Two psychologists pass each other in the hallway. The first says, “Good morning” and the second thinks, “I wonder what he meant by that?”
What and how we feel on the job is familiar territory to Psychology’s Christopher Warren, who joined the university in 2006. Warren is an expert on the role of emotions in the work place and how they color our job attitudes.
In his 2006 doctoral dissertation at Louisiana’s Tulane University where he served as an adjunct instructor, Warren explored the way in which our feelings affect our work.
“Emotions and personality affect job attitudes,” he said. “That covers everything from job satisfaction to employee turnover. It is possible to tell at age 5 if someone will be happy with their job at age 25. What you bring to the table influences your work environment, but the way you are treated at work may also produce important emotional reactions.”
The classroom workplace faces the same emotional landscape. In his dissertation titled “On the Importance of Balance,” he reviewed how educators react emotionally to their jobs.
“What were their job specific emotions? Were they nervous? I asked teachers how they felt about their jobs,” he said. “Negative emotions varied according to the levels of support they received. My hypothesis, and results, emphasized the importance of balance, where teachers showed higher negative emotions when students received more support than teachers, or when teachers received more support than students.”

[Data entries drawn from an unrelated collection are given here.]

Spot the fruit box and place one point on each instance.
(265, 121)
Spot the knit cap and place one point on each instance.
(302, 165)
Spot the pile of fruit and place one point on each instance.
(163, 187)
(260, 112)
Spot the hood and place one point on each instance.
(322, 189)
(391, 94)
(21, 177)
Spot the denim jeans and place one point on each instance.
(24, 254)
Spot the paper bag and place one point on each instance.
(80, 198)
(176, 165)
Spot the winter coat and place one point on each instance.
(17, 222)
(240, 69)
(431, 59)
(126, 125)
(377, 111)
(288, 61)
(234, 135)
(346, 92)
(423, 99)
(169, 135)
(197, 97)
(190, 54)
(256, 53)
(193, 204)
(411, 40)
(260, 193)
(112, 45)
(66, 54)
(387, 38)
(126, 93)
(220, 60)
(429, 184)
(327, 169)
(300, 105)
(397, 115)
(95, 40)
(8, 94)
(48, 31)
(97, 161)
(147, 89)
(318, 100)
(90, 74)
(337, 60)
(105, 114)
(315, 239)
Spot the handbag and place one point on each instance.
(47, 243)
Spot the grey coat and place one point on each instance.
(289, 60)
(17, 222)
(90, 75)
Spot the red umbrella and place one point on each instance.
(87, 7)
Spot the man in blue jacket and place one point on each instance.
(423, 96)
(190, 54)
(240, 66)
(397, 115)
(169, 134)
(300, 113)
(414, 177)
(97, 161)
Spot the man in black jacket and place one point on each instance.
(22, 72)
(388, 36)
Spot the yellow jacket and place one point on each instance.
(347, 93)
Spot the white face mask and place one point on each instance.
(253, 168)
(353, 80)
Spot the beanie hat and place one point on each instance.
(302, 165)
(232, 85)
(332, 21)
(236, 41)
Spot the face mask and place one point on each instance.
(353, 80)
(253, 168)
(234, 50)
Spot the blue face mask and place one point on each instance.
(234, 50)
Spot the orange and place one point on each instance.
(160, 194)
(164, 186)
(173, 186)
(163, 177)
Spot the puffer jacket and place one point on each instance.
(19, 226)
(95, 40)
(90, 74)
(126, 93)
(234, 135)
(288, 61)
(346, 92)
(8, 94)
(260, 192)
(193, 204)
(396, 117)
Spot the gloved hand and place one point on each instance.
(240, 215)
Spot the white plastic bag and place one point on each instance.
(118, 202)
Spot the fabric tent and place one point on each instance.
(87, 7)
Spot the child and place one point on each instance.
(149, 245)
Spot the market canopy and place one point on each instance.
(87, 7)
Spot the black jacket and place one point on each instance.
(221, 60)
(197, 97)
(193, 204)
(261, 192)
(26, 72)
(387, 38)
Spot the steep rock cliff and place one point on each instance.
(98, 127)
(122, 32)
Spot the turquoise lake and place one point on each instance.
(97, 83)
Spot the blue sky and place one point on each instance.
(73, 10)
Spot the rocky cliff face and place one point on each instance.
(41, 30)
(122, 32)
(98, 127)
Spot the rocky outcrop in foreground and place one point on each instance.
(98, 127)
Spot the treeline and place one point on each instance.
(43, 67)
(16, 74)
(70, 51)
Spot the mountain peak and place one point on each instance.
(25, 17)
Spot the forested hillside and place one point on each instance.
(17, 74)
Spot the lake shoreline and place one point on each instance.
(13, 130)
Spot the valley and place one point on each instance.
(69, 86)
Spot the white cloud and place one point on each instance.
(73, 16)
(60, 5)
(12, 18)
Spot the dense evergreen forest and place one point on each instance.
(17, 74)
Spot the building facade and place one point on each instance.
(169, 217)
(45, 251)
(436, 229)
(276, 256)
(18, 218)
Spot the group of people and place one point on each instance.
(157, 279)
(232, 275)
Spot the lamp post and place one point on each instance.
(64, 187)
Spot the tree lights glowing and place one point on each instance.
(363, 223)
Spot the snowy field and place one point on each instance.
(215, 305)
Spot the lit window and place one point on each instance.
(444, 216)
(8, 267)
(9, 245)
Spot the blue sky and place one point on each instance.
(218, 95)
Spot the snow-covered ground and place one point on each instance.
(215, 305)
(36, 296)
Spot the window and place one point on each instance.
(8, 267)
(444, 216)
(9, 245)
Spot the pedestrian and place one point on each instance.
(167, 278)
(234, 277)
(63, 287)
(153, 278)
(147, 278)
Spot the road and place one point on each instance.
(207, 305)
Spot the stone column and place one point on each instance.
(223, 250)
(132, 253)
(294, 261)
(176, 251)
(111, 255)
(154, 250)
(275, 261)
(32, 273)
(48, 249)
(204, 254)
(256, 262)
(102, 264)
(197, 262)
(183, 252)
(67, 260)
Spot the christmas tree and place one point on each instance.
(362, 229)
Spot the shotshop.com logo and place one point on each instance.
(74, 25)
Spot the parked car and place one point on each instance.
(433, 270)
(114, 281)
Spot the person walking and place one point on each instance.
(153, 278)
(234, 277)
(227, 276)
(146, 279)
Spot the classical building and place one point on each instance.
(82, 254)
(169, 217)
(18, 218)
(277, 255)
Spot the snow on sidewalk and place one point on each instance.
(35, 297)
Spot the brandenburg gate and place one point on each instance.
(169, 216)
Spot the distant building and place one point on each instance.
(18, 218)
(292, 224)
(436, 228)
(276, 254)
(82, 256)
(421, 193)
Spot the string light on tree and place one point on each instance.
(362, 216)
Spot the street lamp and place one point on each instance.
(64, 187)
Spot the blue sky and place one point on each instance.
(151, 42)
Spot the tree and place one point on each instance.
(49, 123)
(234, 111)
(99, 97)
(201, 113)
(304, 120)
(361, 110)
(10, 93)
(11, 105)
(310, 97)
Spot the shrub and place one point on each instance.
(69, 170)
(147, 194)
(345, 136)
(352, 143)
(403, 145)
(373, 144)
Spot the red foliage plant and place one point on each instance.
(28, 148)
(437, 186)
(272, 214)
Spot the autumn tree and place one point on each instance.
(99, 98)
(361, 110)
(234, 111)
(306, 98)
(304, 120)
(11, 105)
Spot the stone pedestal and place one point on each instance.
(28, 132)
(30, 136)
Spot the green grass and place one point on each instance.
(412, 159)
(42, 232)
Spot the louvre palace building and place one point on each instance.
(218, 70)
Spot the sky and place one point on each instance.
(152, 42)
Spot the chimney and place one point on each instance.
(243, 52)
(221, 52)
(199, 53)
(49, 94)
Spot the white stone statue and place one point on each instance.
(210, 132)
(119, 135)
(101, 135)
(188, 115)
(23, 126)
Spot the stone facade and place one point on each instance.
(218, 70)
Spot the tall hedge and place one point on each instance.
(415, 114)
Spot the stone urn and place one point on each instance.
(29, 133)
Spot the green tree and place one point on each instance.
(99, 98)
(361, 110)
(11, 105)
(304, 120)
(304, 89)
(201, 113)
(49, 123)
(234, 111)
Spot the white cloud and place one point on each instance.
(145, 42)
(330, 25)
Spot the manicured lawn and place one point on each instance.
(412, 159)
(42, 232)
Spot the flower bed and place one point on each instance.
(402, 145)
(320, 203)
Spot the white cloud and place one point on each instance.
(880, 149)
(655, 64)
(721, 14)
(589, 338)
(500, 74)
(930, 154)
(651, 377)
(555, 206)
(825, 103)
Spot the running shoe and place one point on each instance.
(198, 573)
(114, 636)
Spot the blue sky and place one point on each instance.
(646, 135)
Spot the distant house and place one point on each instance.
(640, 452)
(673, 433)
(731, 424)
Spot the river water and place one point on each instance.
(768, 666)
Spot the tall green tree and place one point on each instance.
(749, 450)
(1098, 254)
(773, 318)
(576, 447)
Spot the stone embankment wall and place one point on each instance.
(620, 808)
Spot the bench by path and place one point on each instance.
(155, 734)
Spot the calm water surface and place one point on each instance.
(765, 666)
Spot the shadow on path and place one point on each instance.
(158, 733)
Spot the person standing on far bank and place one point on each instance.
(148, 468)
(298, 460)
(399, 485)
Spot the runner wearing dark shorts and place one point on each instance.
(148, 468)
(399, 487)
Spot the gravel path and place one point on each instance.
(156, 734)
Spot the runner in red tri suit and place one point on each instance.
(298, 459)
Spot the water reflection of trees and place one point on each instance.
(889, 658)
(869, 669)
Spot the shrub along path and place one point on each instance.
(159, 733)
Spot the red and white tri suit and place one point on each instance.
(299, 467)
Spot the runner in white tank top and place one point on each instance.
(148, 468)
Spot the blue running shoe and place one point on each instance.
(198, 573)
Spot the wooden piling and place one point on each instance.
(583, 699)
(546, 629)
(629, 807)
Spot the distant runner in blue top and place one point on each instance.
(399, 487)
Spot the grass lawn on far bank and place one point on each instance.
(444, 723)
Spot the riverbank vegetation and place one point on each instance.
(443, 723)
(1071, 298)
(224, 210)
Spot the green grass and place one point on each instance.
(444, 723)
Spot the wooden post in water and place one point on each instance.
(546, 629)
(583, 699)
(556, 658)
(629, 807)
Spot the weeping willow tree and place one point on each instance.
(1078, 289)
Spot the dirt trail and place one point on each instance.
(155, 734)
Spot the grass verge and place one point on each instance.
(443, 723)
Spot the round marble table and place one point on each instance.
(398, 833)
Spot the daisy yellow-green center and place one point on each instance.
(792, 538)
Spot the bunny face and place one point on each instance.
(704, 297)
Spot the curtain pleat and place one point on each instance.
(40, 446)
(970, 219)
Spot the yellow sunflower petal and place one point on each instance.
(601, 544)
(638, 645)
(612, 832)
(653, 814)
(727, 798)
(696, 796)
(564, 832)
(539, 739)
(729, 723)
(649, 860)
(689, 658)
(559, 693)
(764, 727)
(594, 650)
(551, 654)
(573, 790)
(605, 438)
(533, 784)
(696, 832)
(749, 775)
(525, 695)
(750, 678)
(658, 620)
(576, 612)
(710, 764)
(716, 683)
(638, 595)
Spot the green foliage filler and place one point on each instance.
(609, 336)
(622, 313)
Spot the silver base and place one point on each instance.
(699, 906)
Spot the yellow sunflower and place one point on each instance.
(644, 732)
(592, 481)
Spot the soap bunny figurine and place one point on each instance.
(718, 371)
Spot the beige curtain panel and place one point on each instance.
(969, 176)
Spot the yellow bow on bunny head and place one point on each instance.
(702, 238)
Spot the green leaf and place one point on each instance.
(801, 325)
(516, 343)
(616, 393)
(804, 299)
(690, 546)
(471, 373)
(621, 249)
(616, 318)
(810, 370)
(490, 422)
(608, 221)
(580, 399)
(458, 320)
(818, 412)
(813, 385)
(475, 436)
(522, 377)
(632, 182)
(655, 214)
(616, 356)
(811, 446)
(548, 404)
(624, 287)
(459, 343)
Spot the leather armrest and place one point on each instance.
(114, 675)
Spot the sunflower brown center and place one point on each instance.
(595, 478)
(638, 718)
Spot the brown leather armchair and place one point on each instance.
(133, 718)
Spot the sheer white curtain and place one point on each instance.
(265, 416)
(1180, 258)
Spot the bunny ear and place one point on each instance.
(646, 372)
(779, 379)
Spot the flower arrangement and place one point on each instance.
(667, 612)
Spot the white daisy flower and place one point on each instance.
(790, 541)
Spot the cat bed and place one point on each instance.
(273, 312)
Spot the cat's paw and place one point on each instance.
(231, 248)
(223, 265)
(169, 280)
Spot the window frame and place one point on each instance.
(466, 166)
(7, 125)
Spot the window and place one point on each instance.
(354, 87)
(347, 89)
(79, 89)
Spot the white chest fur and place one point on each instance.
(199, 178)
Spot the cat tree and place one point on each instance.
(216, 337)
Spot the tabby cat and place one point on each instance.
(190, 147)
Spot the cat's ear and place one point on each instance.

Corporate behavior definitely has an influence over job attitudes. When there is a policy of firing 15 percent of the work force every year, as was the case with Enron, the job attitude becomes defensive. “Employees will fall into a prevention stand point,” he explained. “There are two attitudes. There is promotion when you drive forward and there is prevention where you’re worried. A prevention focus makes an office rigid. You take fewer risks. You do what’s expected but you don’t go above and beyond.”
Warren describes having to interact with negative people as “emotional labor.” “Negativity draws something from you,” he said. “I remember participants in my research into emotional dissonance who always ate much more candy from a bowl on my desk after interacting with a negative research assistant. But not only did they eat more candy, their problem-solving abilities also diminished. They would just give up, while those who interacted with a positive assistant would push on.
“If you have to interact with a dissonant personality, it takes something from you,” he added. “This kind of emotional labor can rob you of your self control. Not only might you wind up yelling at a co-worker, but you won’t try as hard at your job either.”
One of the strongest workplace emotions is rage and Warren looks for personality traits that might lead to the expression of rage.
“At first, I thought a conscientious person would be best able to resist the temptation to yell. I was surprised to discover that neuroticism and agreeableness had more to do with rage behind the wheel,” he said. “I surveyed people while they waited in line at the DMV. It’s a great place to collect data. I compared the DMV results with results from psychology students at Tulane University, and the results were slightly different. Narcissism, or an over-inflated ego, was insignificant with adult drivers, but the best predictor of road rage for the students. Younger individuals tend to get upset about somebody else being in their lane, or cutting them off, due to their view that 'this is my highway.'”
What he knows about ideal offices affects the way he deals with his own.
“I can spot the positive and negative personalities right away,” he said. “I notice people’s tendencies and understand there will always be a certain level of negativity in your environment; I just steer clear of those people. I’m on a diet.”